A Lenovo Group Ltd store in Yichang, Hubei province. The electronics giant is planning to raise PC prices to offset rising costs due to the weakening yuan. (Liu Junfeng/For China Daily)
Component imports from South Korea, US and Japan may become expensive
The yuan's depreciation is forcing local electronics makers to lift their product prices to offset the rising costs of imported components, according to a report on the technology website Digitimes, citing upstream suppliers.
Lenovo Group Ltd, the world's biggest personal computer maker, could even raise the prices of some products sold in China later this month, said Digitimes. Acer Corp and Asustek Computer Inc too are likely to lift their prices early September.
The companies refused to comment on the report on Wednesday.
The yuan's central parity rate against the US dollar dropped by 1.86 percent on Aug 11 and by a further 1.6 percent the following day, the steepest falls since 2005.
Although a cheaper yuan is likely to spur PC exports, companies such as Lenovo are still faced with paying foreign suppliers for components including batteries, processors and liquid crystal displays.
Selling products built using parts imported from the United States, South Korea and Japan, for instance, is likely to add significant costs to Chinese companies.
Lenovo's operating margins in China have already fallen 0.7 of a percentage point in the second quarter, to 4.8 percent, it said in its most-recent announcement.

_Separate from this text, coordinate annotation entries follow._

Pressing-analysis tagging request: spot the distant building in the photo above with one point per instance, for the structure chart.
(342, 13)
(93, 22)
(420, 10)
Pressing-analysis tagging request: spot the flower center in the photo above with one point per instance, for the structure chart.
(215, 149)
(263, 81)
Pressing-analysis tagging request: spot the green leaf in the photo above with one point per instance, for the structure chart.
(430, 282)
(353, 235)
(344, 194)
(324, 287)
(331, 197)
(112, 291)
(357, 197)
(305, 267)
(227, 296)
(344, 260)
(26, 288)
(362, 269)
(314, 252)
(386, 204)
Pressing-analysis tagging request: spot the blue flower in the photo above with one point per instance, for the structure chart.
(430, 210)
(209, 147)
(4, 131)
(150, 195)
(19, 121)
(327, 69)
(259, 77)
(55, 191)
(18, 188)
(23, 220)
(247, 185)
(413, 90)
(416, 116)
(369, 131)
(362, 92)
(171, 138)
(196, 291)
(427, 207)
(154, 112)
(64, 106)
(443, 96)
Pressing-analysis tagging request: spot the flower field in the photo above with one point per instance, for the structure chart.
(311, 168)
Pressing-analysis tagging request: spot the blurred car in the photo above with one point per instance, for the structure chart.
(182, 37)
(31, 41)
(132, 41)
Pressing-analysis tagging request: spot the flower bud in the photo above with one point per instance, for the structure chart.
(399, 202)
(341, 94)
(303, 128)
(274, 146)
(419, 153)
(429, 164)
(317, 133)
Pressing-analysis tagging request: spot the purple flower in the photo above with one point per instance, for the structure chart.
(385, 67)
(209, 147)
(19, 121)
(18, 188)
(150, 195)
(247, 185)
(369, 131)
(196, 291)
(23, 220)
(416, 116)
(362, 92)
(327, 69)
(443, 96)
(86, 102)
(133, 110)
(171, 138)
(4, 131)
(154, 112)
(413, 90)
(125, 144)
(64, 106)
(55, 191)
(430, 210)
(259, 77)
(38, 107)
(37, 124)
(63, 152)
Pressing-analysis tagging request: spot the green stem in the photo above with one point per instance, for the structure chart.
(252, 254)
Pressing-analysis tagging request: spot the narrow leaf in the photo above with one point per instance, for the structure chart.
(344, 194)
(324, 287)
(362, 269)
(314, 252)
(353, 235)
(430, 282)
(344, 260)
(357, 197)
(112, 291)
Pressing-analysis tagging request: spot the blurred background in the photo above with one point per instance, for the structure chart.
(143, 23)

China accounted for one-third of Lenovo's total $10.7 billion sales in the quarter ended June, and PC sales were a major contributor to profits.
The company did not disclose how much more it was paying for imported parts, but industry analysts said they would not be surprised if it did within its next set of results.

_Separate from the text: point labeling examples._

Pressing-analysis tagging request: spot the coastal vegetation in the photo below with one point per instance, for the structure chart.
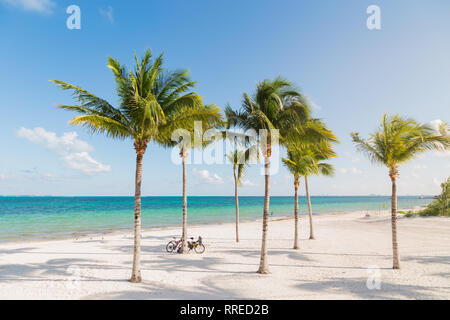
(282, 113)
(239, 160)
(306, 158)
(153, 102)
(397, 141)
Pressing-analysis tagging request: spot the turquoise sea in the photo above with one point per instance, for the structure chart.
(28, 218)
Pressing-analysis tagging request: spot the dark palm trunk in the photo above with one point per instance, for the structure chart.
(237, 203)
(296, 184)
(308, 198)
(263, 265)
(395, 256)
(184, 249)
(136, 271)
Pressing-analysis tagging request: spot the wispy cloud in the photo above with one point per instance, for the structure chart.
(248, 183)
(40, 6)
(350, 170)
(73, 151)
(206, 177)
(108, 13)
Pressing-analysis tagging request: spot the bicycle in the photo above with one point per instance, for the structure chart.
(173, 244)
(176, 245)
(196, 245)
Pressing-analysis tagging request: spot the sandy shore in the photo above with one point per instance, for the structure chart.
(335, 266)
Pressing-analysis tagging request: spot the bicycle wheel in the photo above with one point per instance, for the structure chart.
(171, 246)
(200, 248)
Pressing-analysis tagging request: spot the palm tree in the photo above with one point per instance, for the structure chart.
(239, 159)
(299, 165)
(276, 105)
(152, 103)
(397, 141)
(320, 152)
(304, 160)
(209, 117)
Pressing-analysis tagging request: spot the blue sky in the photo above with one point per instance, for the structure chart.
(352, 74)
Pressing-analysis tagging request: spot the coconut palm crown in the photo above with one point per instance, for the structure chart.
(397, 141)
(152, 103)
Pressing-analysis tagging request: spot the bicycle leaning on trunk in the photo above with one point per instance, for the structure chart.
(175, 245)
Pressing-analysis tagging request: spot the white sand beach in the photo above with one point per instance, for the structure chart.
(334, 266)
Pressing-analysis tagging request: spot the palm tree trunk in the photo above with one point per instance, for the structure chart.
(263, 265)
(311, 232)
(136, 271)
(296, 183)
(395, 256)
(184, 248)
(237, 203)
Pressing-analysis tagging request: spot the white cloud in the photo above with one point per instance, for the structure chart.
(108, 12)
(436, 123)
(248, 183)
(206, 177)
(73, 151)
(437, 182)
(40, 6)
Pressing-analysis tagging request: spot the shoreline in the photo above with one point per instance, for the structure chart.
(334, 266)
(94, 234)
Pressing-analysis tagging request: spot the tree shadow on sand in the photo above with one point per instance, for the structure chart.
(358, 288)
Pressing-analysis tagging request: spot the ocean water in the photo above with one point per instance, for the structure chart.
(28, 218)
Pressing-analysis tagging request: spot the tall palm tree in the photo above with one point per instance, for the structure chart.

Gene Cao, from Forrester Research Inc, said Lenovo has already been struggling to attract new customers over the past two to three years.

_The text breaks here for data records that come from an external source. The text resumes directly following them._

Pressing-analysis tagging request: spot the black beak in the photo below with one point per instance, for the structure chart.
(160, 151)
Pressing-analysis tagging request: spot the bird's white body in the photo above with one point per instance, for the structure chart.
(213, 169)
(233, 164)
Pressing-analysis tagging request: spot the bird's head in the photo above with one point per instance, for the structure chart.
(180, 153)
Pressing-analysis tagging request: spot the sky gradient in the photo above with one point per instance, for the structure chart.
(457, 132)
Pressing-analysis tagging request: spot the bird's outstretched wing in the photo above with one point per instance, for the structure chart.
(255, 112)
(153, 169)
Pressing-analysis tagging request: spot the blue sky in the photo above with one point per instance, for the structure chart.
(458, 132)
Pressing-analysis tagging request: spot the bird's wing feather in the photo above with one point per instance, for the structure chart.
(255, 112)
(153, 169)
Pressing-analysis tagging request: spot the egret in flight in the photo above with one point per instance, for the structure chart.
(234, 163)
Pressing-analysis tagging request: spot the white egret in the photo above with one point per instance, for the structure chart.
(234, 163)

He said, however, the Chinese firm may not be facing immediate cost increases from some foreign suppliers because many components were ordered at last year's prices, and that possible yuan depreciation could also have been factored into its operational projections.
One senior source within Lenovo's PC marketing department told China Daily that price hikes are now "very much on the table, especially as top executives are aiming at a stable but more profitable PC business to support other troubled units, such as the mobile business group".
Earlier this month, the company acknowledged the recent exchange rate changes had been hitting business.
Currency fluctuations, it said, were one of the major causes for its worse-than-expected smartphone sales in Brazil and other Latin American economies.
Sluggish global demand for PCs and poor sales of Lenovo smartphones were blamed for the company's 51 percent year-on-year decline in net income in the second quarter of the year.
Chief Executive Yang Yuanqing subsequently announced it was axing around 3,200 staff to bring down operating costs.
Premier Li Keqiang said earlier this week the exchange rate will be kept "basically stable at an adaptive and equilibrium level".
"Li's comments will offer Lenovo great comfort," said Cao from Forrester.